We’re Back In Nature’s Overdraft, Again…
Yesterday, July 29th 2021, marked World Overshoot Day. You may be familiar with the concept from previous years, but if not let me explain:
World Overshoot Day marks the day in the calendar each year in which as a global population we have used up as much natural resource as the Earth can regenerate in one year. In essence, it’s the point at which we are now taking resources from the future. The exact date is calculated by the Global Footprint Network by evaluating the planet’s Biocapacity and dividing it by humanity’s Ecological Footprint, then multiplying it by 365. The result for 2021, day 210 = July 29th.
This date is a rather stark and clear-cut view on our overconsumption of the resources Earth provides. Climate issues are often hard to visualise for anyone outside of the researchers studying it due to the vast and complicated science behind it. Putting a date on when we’ve used up our lot for the year however, makes it much more digestible. They also state that this year we will therefore use 1.7 Earth’s worth of resource.
It’s safe to say, that’s not a positive. We are borrowing from the future. As with your bank overdraft, that debt will come knocking. Across the world, it already is. This past couple months has shown Nature’s debt collector ramping up its knocks on the door already. From the heat dome over West Canada, causing record high temperatures, to the flash floods in Belgium and West Germany destroying homes, livelihoods and taking over 150 lives. You have likely seen footage of citizens in China waist high in flood water on the subways, or of raging wildfires in California. Us Brits have felt some of the impacts too, though luckily not as severe. We have seen floods followed a short-sharp blistering heatwave before returning once more to flash floods, also filling up Underground stations in London. This is the rich, global north and we’re finally feeling the impacts that poorer nations have been facing for a decade or more. No one likes to see a debt collector, and Mother Nature’s is even more terrifying.
So, how are doing? How does this year’s date compare to previous?
Well, last year was a blip due to the vast number of lockdowns halting industries across the globe which resulted in an Overshoot Day of August 22nd. However, we’re back to where we were in 2019 now which held its Overshoot Day on July 26th. It’s important to note that Global Footprint Network re-evaluate the dates for every year back to 1970 every year as the science and understanding of climate change develops.
1970’s Overshoot Day would’ve been on December 30th. As you can see in the graph they published, the date has rapidly moved forward since then - Though it has slowed down ever so slightly in the past decade. However, all that red, that’s our debt. We not only need to start reversing back up the calendar, we need to go beyond Dec 31st to start paying back our loan.
They also publish data on a per country basis.
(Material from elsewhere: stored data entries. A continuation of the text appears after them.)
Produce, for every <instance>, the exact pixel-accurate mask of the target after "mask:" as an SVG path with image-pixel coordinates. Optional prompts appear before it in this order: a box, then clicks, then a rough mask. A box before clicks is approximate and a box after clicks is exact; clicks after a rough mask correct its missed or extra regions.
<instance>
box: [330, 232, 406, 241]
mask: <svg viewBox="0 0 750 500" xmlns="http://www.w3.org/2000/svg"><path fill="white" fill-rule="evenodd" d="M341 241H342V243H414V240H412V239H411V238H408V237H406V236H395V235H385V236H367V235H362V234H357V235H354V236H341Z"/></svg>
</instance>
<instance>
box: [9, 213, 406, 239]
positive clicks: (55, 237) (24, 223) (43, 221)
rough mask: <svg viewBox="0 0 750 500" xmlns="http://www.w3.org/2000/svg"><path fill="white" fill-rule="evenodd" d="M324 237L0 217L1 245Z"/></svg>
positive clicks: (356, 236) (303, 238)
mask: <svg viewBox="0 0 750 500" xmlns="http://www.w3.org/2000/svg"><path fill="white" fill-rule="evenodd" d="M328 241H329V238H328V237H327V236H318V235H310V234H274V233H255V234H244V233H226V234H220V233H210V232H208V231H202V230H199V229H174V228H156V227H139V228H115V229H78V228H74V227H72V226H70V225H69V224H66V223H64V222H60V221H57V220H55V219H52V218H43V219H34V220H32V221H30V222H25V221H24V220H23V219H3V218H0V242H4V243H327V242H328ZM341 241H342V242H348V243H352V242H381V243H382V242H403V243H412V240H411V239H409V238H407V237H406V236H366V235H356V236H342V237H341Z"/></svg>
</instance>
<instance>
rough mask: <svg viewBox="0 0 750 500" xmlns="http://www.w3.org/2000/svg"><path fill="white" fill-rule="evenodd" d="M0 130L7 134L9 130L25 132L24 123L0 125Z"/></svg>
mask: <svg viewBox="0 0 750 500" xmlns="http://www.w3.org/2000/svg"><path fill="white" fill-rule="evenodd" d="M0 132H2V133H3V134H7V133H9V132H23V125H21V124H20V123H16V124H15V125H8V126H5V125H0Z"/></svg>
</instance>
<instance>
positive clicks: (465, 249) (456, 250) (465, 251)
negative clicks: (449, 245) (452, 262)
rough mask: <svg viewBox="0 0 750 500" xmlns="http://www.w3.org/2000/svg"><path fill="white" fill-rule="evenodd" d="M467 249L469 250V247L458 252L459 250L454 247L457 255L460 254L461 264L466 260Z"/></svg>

This instead takes the footprint of each nation and scales it up to what that would equate to if everyone were to live like that. Obviously, if a nation’s impact is less than Earth’s biocapacity then they are not included. I was surprised to see the United Kingdom as far along the calendar is, yet that reaction is rather telling. The UK is still on May 19th, meaning that if everyone were to live like we do we would need just over 2.7 Earth’s to sustain everyone.
Now I don’t want to leave you on a downer, clearly there is a lot that needs to be done but we have done impossible things before. There is a long road ahead of us, but we can pave the way. Our greatest abilities are those of foresight, innovation and care for each other. Sometimes it’s easy to look at the news and feel like the world is ruined, a mess of villainy but it’s not. For every natural disaster, act of violence or social injustice there is thousands if not tens of thousands of stories of people helping each other, collaborating to save natural wonder or campaigning for environmental or social justice - or even just making someone else smile or laugh. By taking that approach once more, working together for the greater good of everyone not the selfish desires of the few, we can move the date.